Arthur, in a crazy fit, had secreted the diamonds, and Jerrie knew it, though possibly not where he had put them. This accounted for her strange sickness when a child, while her finding them later on, added to other causes, would account for her sickness now. "Peterkin owns that he was blowing her up for something, and that he knocked the table down with his fist, but he swears he didn't touch her," Tom said, repeating in substance all Peterkin had said to him in the train when shaking with fear of a writ.

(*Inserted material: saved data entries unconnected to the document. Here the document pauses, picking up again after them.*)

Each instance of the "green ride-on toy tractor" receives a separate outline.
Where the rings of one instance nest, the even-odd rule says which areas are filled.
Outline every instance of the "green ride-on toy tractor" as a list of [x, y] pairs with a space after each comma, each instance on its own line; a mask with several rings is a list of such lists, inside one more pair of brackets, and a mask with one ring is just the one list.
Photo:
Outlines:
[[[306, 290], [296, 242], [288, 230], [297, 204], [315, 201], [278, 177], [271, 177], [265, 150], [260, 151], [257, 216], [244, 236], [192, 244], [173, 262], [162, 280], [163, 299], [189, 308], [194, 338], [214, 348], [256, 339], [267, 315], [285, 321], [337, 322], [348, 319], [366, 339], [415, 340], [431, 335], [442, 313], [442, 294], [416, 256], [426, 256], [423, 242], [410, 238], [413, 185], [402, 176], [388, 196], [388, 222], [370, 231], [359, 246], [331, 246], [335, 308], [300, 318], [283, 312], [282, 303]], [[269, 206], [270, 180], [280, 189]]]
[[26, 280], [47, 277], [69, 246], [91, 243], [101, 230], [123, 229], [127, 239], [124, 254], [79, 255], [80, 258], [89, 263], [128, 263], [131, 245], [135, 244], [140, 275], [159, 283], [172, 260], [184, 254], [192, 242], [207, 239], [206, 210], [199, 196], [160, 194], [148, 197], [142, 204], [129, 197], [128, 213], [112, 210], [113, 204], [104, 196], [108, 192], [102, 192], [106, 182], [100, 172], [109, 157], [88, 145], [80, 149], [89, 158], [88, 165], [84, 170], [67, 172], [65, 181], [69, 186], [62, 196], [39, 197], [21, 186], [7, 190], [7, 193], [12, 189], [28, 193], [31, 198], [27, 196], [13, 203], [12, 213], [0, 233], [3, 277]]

"And do you still mean to keep silent with regard to Jerrie?" he asked.
"Yes," Harold replied. "Her name must not be mentioned in connection with the diamonds. I can't have the slightest breath of suspicion touching Jerrie, my sister."
"Sister be hanged!" Tom began, savagely, then checked himself, and added, with a laugh: "Don't try to deceive me, Hal, with your sister business. You love Jerrie, and she loves you, and that is one reason why I hate you, or shall, when this miserable business is cleared up. Just now we must pull together and find out where she found the diamonds, and who put them there. To write to Uncle Arthur would do no good, though seeing him might; the last we heard he was thinking of taking the coast voyage from San Francisco to Tacoma."
"Tom," Harold exclaimed, with great energy, as he sprang to his feet, "that decides me;" and then he told of the offer Billy had made him on the car. "When I saw how sick Jerrie was, I made up my mind not to accept it, although I need the money badly. But now, if she gets no worse, I shall start for Tacoma in a few days and shall find your Uncle Arthur, if he is to be found."
It was growing dark when the two young men finally emerged from the house and stood for a moment outside, while Harold inquired for Maude.
"She is not very well, that's a fact," Tom said, gloomily; "and no wonder when mother keeps her cooped up in one room, without enough fresh air, and lets nobody see her except the family and the doctor, for fear they will excite her. She knows nothing about the diamonds, or that Jerrie is sick. I did tell her, though, that you had come home; and, by Jove! I pretty near forgot it. She wants to see you bad; but, Lord! mother won't let you in. No use to try. She's like a she wolf guarding its cub. Good-night."